I do shy away from design-only work for one time clients, although ten years ago that was typical of my business. From an art director's perspective there are certain red flags on both sides of this. I would never present that many logo options to a client, or engage in constant back and forth over the options until we had internally narrowed it down to a maximum of 3. Clients are not designers and presenting them with too many choose-your-own questions tends to lead them to micromanaging - what I call client vanity logos - and inevitably (though paradoxically) they are less happy with the results than if they are presented with a few solid choices from the get-go and dissuaded from injecting too much of their own design aesthetic. The reason is that they come to believe they could have done it better themselves. Whereas if it is done for them professionally, they will comfort themselves knowing that this is what the professionals think and they got the pro opinions they paid for. This is something I learned very early on, when I started at an ad agency at 15. (We also learned that two of the three you present should be slightly flawed, to drive the customer to the design strategy we had already settled on but give them the illusion of choice. I don't really waste time with that anymore, but it's still a tool in the kit).

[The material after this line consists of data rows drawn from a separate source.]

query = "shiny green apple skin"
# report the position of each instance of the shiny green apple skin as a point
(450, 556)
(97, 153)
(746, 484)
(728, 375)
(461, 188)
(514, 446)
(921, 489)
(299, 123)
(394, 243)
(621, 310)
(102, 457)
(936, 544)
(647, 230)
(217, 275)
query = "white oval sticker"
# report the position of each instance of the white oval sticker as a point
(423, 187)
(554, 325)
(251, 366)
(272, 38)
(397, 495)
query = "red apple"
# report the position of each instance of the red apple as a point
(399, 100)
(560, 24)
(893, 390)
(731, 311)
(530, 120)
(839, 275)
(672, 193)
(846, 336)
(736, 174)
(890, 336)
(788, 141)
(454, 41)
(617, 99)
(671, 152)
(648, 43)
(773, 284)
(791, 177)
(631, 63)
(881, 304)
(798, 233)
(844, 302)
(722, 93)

I'm not blaming the OP for any of this, or saying they're especially picky. In my experience it really comes down to the quality of work and quality of advice they're getting from an agency, and an agency should know how to deal with it.

Another red flag is that each portion of the job should have been estimated individually beforehand. That's really essential to preventing time overflows and also to dissuade micromanagement. Instead, it sounds to me like this entered a loop focused on the logo which sucked up more time than anyone expected, and they allowed that to be a driver. They probably no longer liked the project, and as a result, the final product lacked coherence and vision.